Hintergrundinformationen

Die polnische Mitteilung über die Ausstellung der Lizenz bis 2044 durch den polnische Klima- und Umweltminister finden sie hier.

Anna Cavazzini hat heute zusammen mit 37 Mitgliedern des Europäischen Parlaments einen Brief an den Exekutiv-Vizepräsidenten Timmermans und Kommissar Sinkevičius geschickt, in dem sie die EU-Kommission auffordert, endlich zum Schutz der Bürger vor Ort zu handeln und ein Vertragsverletzungsverfahren gegen Polen einzuleiten. Den gesamten Brief finden sie hier.

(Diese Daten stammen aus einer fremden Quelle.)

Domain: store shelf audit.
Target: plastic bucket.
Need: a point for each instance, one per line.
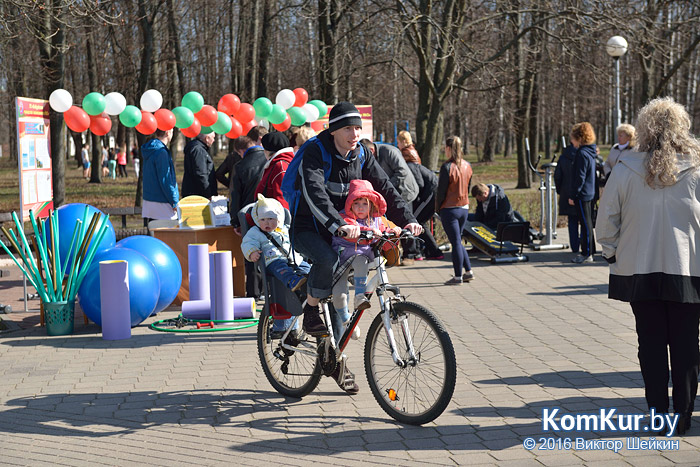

Die Europäische Kommission hat eine mit Gründen versehene Stellungnahme abgegeben, in der sie bestätigt, dass das Verfahren zur Verlängerung der Lizenz für Turów gegen EU-Recht verstößt.

In der mit Gründen versehenen Stellungnahme der EU-Kommission wurden die beiden betroffenen Mitgliedstaaten darüber informiert, wie die Kommission zu der Frage steht, ob ein Verstoß gegen das Unionsrecht vorliegt. Dieses Dokument hat der Tschechischen Republik geholfen, die Stichhaltigkeit ihres Falles zu beurteilen und die Klage gegen Polen einzureichen. Es liefert dem Gerichtshof der Europäischen Union auch die Erklärung und Bewertung der Kommission in der Sache. Die Kommission kann beantragen, im anhängigen Verfahren zu intervenieren, um Stellungnahmen abzugeben.

Die Kommission hat die Teilregion Bogatynia (Polen) nicht für eine JTF-Förderung (Just Transition Fund) qualifiziert, da sich dieses Gebiet aufgrund der möglichen Verlängerung der Braunkohle-förderung über das Jahr 2030 hinaus und der Inbetriebnahme eines neuen Braunkohlekraftwerks im Kraftwerk Turów nicht auf dem Weg zu einer klimaneutralen Wirtschaft befindet.